Wexners outbid county for trail property, keep it closed

A property along the Crystal River that was coveted by the county open space and trails program, was purchased by the Wexner family after they outbid Pitkin County.

The Wexners paid $5.5 million for the 50-acre property, located upstream from the BRB campground, and had a trail open to public passage along the river from the 1940s until the early 1990s.

The Wexners, who have tangled recently with Pitkin County over a proposed land swap with the Bureau of Land Management, have rejected outreach by the county to restore public access. They want to swap about 600 acres of land in Garfield County for 1,400 acres of BLM land that adjoins their Two Shoes Ranch in Pitkin County.

 Elk Mountain Lodge weighs heavily on cabin proposal in Ashcroft

The Pitkin County commissioners want assurances that a seven-cabin overnight lodging development proposed by Ashcroft Ski Touring won’t become a private enclave for a wealthy family.

The conversion in 2007 of the 17,000-square-foot Elk Mountain Lodge into a vacation home for billionaire Bill Koch weighed heavily in the discussion.

The commissioners are reluctant to amend zoning without a deed restriction or other legal covenant restricting future use. They also want owner John Wilcox to make good on a previous commitment to build five units of employee housing.

More property owners appealing taxes

Thirty-nine county property owners have appealed their latest property tax valuations to the state Board of Assessment Appeals, in what Pitkin County Assessor Tom Isaac says is an increasing trend of tax-dollar gamesmanship.
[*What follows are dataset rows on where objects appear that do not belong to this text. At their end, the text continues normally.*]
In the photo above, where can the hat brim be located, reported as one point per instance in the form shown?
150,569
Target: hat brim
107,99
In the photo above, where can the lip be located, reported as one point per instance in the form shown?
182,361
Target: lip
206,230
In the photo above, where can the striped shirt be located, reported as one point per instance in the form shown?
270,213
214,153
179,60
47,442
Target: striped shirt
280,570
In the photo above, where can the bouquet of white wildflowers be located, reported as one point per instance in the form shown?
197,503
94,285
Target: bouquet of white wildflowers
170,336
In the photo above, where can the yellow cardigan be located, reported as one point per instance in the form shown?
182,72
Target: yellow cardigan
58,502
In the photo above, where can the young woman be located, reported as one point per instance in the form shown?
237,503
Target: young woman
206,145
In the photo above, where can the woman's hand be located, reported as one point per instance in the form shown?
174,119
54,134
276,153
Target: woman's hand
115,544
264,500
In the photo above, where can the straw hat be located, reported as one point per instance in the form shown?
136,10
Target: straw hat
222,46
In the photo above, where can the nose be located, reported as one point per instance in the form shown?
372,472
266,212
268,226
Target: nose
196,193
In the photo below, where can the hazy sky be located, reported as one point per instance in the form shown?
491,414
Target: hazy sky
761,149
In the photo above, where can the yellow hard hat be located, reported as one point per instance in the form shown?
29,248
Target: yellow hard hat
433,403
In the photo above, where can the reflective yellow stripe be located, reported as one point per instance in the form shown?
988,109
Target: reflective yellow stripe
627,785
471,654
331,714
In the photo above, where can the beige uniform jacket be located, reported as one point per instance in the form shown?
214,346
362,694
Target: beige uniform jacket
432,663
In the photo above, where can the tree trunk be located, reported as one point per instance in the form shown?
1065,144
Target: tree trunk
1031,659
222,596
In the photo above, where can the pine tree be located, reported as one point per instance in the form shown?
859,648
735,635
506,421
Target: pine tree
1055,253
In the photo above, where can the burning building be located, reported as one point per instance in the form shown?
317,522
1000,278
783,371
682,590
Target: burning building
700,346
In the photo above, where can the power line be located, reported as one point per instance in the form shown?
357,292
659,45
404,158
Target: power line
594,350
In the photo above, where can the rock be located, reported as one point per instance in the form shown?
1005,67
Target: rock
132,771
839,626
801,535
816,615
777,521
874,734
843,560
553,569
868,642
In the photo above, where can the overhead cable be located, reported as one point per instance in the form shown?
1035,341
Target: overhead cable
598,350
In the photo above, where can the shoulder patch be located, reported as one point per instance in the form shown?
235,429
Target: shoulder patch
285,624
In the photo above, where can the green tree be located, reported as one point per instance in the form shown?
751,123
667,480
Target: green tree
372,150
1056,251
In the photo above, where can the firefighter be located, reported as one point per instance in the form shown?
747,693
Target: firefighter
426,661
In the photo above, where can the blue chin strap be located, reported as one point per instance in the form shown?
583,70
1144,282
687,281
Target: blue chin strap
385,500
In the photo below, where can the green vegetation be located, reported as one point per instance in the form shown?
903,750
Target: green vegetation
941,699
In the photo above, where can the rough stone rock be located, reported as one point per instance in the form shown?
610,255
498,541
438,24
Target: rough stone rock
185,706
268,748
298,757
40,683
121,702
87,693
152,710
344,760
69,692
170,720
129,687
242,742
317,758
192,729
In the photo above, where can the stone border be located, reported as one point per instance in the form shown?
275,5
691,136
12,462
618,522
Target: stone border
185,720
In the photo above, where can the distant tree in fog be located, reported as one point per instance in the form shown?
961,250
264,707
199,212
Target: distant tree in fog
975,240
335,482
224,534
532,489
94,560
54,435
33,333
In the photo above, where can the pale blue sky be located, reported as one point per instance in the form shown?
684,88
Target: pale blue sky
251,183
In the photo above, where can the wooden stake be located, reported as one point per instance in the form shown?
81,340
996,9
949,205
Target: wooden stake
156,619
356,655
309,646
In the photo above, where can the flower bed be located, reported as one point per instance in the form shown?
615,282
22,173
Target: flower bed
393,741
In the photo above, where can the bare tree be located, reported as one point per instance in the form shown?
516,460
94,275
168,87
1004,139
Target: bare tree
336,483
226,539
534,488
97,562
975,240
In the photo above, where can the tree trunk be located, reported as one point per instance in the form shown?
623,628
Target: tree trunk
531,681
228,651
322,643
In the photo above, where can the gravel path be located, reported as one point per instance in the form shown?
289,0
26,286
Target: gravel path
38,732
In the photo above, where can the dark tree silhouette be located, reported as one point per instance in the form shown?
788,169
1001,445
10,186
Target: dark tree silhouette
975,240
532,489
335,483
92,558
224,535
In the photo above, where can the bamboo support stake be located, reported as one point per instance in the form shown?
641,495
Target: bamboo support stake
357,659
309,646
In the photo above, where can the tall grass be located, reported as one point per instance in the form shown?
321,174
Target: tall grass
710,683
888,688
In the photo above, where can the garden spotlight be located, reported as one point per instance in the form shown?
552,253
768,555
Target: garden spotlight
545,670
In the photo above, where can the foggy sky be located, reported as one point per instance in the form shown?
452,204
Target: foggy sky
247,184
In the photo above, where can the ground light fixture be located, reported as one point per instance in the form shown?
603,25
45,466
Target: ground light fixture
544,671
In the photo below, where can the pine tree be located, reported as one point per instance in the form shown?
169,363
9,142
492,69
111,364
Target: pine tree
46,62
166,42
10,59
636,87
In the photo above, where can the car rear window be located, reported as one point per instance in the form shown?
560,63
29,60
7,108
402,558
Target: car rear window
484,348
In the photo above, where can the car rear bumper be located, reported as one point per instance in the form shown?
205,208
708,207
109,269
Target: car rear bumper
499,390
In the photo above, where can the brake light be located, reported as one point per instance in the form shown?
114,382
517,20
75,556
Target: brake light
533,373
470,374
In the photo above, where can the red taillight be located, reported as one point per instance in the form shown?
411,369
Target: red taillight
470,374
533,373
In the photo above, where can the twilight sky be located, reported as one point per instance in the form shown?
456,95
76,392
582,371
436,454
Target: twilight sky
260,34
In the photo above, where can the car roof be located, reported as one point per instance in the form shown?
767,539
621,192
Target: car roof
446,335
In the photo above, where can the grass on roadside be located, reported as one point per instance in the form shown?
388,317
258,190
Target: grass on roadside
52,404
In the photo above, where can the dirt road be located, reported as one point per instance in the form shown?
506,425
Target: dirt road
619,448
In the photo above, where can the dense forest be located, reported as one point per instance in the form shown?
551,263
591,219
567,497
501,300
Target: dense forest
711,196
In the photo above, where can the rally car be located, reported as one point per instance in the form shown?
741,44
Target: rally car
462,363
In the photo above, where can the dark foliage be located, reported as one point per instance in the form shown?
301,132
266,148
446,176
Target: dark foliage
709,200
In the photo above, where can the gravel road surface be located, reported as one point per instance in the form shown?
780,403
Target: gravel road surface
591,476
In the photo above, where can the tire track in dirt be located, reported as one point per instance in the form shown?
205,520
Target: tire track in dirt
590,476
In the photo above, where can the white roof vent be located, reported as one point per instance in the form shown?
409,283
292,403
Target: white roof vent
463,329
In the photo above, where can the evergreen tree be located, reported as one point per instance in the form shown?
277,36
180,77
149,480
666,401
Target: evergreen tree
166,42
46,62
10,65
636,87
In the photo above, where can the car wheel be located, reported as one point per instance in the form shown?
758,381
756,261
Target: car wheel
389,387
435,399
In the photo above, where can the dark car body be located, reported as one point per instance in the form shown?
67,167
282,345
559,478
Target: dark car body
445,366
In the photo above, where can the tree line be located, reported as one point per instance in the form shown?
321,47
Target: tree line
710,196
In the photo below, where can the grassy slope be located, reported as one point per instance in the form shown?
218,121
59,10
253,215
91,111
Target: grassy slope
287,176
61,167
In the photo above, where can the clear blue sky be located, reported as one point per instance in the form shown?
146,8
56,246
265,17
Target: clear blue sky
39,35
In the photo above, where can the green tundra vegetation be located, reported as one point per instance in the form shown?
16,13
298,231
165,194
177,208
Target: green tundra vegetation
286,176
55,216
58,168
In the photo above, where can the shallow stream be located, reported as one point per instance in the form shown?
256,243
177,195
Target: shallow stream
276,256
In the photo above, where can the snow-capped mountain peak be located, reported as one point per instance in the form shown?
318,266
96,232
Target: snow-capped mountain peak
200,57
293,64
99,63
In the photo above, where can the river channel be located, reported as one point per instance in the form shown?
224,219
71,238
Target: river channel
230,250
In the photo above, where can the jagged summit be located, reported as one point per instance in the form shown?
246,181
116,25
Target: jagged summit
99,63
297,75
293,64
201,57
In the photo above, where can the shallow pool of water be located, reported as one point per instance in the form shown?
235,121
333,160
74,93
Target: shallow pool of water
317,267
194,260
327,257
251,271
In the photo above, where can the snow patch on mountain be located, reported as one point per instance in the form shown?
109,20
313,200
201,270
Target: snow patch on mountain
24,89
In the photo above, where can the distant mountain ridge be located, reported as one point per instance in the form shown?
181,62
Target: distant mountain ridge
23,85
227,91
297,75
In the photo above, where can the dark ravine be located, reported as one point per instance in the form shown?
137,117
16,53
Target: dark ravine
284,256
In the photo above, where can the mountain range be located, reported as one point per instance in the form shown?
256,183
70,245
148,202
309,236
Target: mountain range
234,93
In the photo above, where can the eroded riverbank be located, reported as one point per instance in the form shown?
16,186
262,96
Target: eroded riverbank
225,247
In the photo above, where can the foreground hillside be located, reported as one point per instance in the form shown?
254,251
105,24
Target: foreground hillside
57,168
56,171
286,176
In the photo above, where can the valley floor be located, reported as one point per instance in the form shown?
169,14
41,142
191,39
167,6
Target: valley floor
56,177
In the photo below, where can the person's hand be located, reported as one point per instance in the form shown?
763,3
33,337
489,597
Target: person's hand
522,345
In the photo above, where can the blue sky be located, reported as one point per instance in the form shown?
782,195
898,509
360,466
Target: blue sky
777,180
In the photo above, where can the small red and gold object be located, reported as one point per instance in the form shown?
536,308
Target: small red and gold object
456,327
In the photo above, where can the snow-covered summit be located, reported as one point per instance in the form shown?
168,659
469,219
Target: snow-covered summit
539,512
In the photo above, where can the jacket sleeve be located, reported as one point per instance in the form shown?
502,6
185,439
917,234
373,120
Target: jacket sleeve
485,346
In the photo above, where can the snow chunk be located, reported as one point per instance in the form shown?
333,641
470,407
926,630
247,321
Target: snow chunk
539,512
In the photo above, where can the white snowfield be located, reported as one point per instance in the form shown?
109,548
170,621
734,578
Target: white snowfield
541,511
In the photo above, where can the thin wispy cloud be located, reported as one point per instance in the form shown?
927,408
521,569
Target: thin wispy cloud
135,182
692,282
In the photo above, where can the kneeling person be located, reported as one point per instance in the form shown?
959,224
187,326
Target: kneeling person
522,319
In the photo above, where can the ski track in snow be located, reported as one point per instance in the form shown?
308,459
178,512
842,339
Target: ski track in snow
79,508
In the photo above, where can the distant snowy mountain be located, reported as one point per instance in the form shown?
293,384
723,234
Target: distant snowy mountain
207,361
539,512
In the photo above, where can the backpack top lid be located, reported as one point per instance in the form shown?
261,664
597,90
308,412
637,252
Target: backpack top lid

Appellants range from owners of mobile homes to developers of massive commercial developments such as Base Village’s Viceroy Hotel. Many of the wealthier appellants have adopted a strategy of conceding local proceedings and then appealing to state board, which Isaac says is more inclined to lower values to a compromised amount, in turn encouraging further appeals.

Charges dismissed against county, building inspectors

All civil and criminal charges have been dismissed against Pitkin County and two building inspectors for their alleged role in the deaths of the Denver family who died of carbon monoxide poisoning in a home near Aspen three years ago.

U.S. District Judge William Martinez in Denver brought a civil suit by surviving members of the Lofgren family to an end by ruling that they failed to prove that the county, building inspector Brian Pawl and former inspector Erik Peltonen created the danger that led to the deaths of the couple and their two children.

Colorado District Court Judge James Boyd subsequently dismissed criminal against Peltonen and Marlin Brown, owner of a heating and plumbing company that worked on the snowmelt system that is identified as the source of the carbon monoxide leak.

 Crystal Valley Alabaster Mine awaits USFS ruling

An alabaster mine south of Carbondale that has been sitting dormant since 2003 could be back in business soon, depending on pending decision by the U.S. Forest Service about the mine’s impact on bighorn sheep.

The Mystic Eagle Mine has tons of alabaster, a stone prized by sculptors and developers of high end properties who use it for countertops. The new owners want to resume production, but say they won’t if they have to comply with strict seasonal closures from the Forest Service.

However, the Pitkin County commissioners, 11 environmental groups and a nearby neighborhood have expressed opposition to the mine outright, or have said they want activity limited, to protect the sheep.